Mike Miesen, writer for The Atlantic, describes a hospital he visited in Uganda. In describing the maternity and neonatal intensive care units, he states that “20 incubators are arranged like Tetris pieces; most were donated by NGOs and bilateral agencies like USAID. Many lay open, and the silence is interrupted only by the cries of newborns; no sound emanates from the machines.” The equipment, broken or incompatible with the hospital’s power system, remained unused even when desperately needed.

Several organizations, including Medical Bridges- Aid for Africa, MedShare and Global Health Ministries, facilitate medical device and supplies donation programs to developing nations. They give disposable supplies, providing immediate relief for hospitals, as well as medical machines, providing more intensive care. These machines, however, require technical assistance and spare parts.

The World Health Organization estimated that 70 percent of medical equipment donated to developing nations is unusable. The World Health Organization, however, also estimated that 10 million children in the developing world die due to inadequate medical care.

MedShare, an organization that strives to improve global health care via the distribution of medical supplies, states that their “shipments of medical supplies and equipment have decreased our carbon footprint and brought healing and the promise of better lives to 95 countries and countless patients.” Developing nations need the medical equipment as well as solutions to receiving appropriate equipment and repairs.

As a solution to this disconnect between hospitals in developing nations and medical distribution nonprofits, the World Health Organization provides medical donation guidelines for organizations. The guidelines state that donated equipment must be in an acceptable condition for the country of origin’s standards and be items that the receiving country needs. Furthermore, the document recommends that organizations follow up with the donated item in the country for repairs and parts. Organizations should also donate items in response to individual hospital needs and requests rather than sending mass donations based on the organization’s supply.
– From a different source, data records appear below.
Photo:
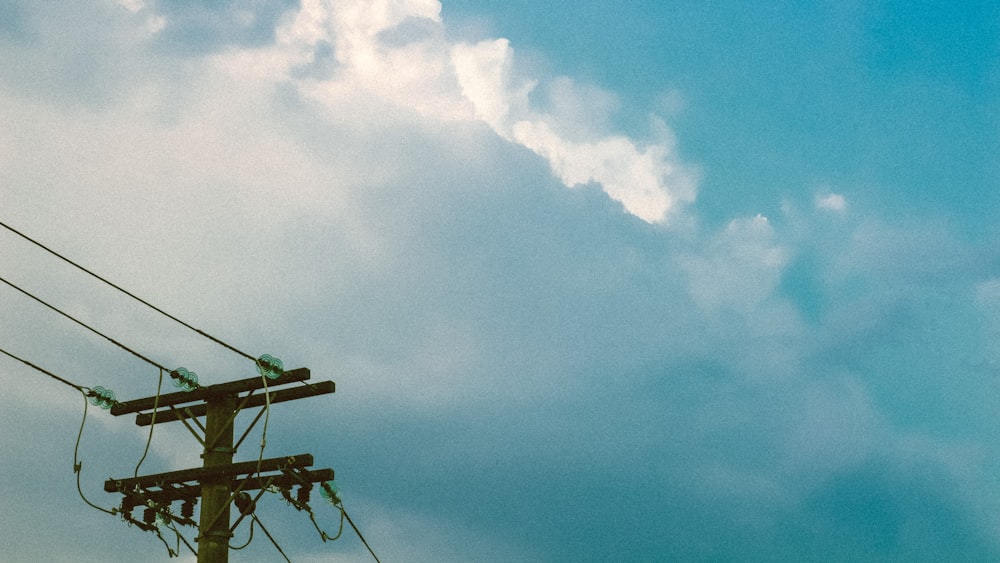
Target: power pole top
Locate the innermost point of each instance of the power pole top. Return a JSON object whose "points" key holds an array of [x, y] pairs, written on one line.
{"points": [[219, 482]]}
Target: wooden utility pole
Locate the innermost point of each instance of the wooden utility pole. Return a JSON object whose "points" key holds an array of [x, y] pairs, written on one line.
{"points": [[219, 482]]}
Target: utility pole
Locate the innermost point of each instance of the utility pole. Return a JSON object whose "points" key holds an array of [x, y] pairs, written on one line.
{"points": [[219, 483]]}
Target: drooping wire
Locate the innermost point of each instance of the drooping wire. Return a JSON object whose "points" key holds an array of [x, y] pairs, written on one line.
{"points": [[357, 531], [267, 417], [181, 538], [78, 465], [86, 326], [80, 388], [119, 288], [87, 394], [152, 424], [250, 539], [270, 537]]}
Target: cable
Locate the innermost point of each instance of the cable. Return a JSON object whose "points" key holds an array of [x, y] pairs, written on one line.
{"points": [[84, 325], [152, 424], [80, 388], [78, 465], [357, 531], [250, 539], [133, 296], [267, 417], [268, 534]]}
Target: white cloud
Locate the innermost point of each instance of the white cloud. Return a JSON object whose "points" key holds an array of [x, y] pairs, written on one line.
{"points": [[740, 268], [831, 202], [424, 73]]}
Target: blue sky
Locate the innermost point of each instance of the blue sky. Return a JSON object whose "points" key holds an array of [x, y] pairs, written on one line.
{"points": [[631, 281]]}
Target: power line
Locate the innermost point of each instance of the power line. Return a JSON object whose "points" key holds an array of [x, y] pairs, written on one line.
{"points": [[126, 292], [357, 531], [86, 326], [79, 388]]}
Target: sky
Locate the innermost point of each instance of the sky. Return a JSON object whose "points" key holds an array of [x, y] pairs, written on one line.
{"points": [[631, 281]]}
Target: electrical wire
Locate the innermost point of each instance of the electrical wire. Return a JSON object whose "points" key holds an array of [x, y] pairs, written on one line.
{"points": [[84, 325], [85, 391], [152, 424], [250, 539], [80, 388], [78, 465], [270, 537], [357, 531], [267, 417], [133, 296]]}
According to Meisen, some organizations, including International Aid and C.U.R.E, have also created programs to solve the issue of discarded medical equipment. Since many of these countries do not have the parts or local technicians to repair broken medical devices, these organizations now consistently supply some of the hospitals with spare parts and paper products for donated machines. These reforms to medical donation programs will, ideally, create a better aid system for hospitals in developing nations.